Je crois que « Le déclic » a eu beaucoup de succès car il met en scène des fantasmes que beaucoup d’hommes ont. Et pas seulement eux d’ailleurs si j’en crois les lettres que j’ai reçues de nombreuses femmes. Il a peut-être également eu du succès car il déculpabilise le désir. C’est la boîte qui est responsable de tout ce qui se passe.

Aujourd’hui, même si le sexe semble être partout, on assiste à un retour de la morale.

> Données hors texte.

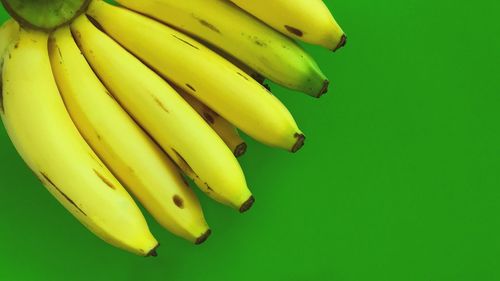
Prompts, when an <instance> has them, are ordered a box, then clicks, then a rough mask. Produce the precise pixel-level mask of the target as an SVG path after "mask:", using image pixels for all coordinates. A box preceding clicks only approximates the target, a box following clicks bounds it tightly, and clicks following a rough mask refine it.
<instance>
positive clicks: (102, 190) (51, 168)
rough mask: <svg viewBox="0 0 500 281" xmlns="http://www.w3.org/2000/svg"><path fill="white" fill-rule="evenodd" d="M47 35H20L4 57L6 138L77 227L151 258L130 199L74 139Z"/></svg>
mask: <svg viewBox="0 0 500 281" xmlns="http://www.w3.org/2000/svg"><path fill="white" fill-rule="evenodd" d="M47 44H48V34H46V33H43V32H39V31H31V30H25V29H21V31H20V34H19V38H18V39H17V40H16V41H14V42H13V43H12V44H11V45H10V47H9V49H8V50H7V52H6V53H5V54H4V60H5V61H4V66H3V108H2V110H1V111H0V114H1V117H2V120H3V122H4V124H5V127H6V129H7V132H8V134H9V136H10V138H11V140H12V142H13V144H14V146H15V147H16V149H17V151H18V152H19V153H20V155H21V157H22V158H23V159H24V160H25V162H26V163H27V164H28V166H29V167H30V168H31V169H32V170H33V171H34V173H35V174H36V175H37V176H38V177H39V178H40V180H41V181H42V183H43V185H44V186H45V187H46V188H47V189H48V190H49V191H50V193H52V195H54V196H55V197H56V198H57V200H58V201H59V202H60V203H61V204H62V205H63V206H64V207H65V208H66V209H68V210H69V211H70V212H71V214H73V216H75V217H76V218H77V219H78V220H79V221H80V222H81V223H82V224H83V225H85V226H86V227H87V228H88V229H89V230H91V231H92V232H93V233H95V234H96V235H97V236H99V237H100V238H101V239H103V240H105V241H107V242H108V243H110V244H112V245H114V246H116V247H119V248H122V249H125V250H128V251H130V252H133V253H135V254H138V255H142V256H148V255H153V256H154V255H156V252H155V249H156V247H157V246H158V242H157V241H156V240H155V238H154V237H153V236H152V235H151V233H150V231H149V229H148V226H147V224H146V221H145V219H144V217H143V216H142V214H141V212H140V210H139V208H138V207H137V206H136V204H135V203H134V201H133V200H132V198H131V197H130V196H129V194H128V193H127V192H126V191H125V189H124V188H123V187H122V186H121V185H120V183H119V182H118V180H117V179H116V178H114V176H113V175H112V174H111V172H110V171H109V170H108V169H107V168H105V166H104V165H103V163H102V162H101V161H100V160H99V158H98V157H97V156H96V155H95V153H94V152H93V151H92V149H91V148H90V147H89V146H88V145H87V143H86V142H85V140H84V139H83V138H82V137H81V135H80V134H79V132H78V130H77V128H76V127H75V125H74V124H73V123H72V121H71V118H70V116H69V114H68V112H67V111H66V109H65V106H64V103H63V100H62V99H61V96H60V94H59V92H58V88H57V85H56V83H55V81H54V77H53V75H52V70H51V65H50V59H49V55H48V49H47Z"/></svg>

Faire des dessins érotiques est-il à nouveau contestataire ?

Il est vrai que la société régresse par rapport à l’érotisme. Et l’art érotique a toujours une force transgressive.

Picasso déclara que « l’art et le sexe, c’est la même chose ». Qu’en pensez-vous ?

Je suis pleinement d’accord. Le sexe est la racine de l’art, nous poussant à rechercher le sublime dans la réalité. Le sexe a cela de mystérieux qu’il part du réel pour aller vers le surnaturel. Le tantrisme a en effet montré toute la dimension mystique, surnaturelle, de la sexualité. Sigmund Freud a lui aussi théorisé le sexe en nous montrant combien il est une pulsion vitale qui nous pousse à agir, accomplir et réaliser des choses.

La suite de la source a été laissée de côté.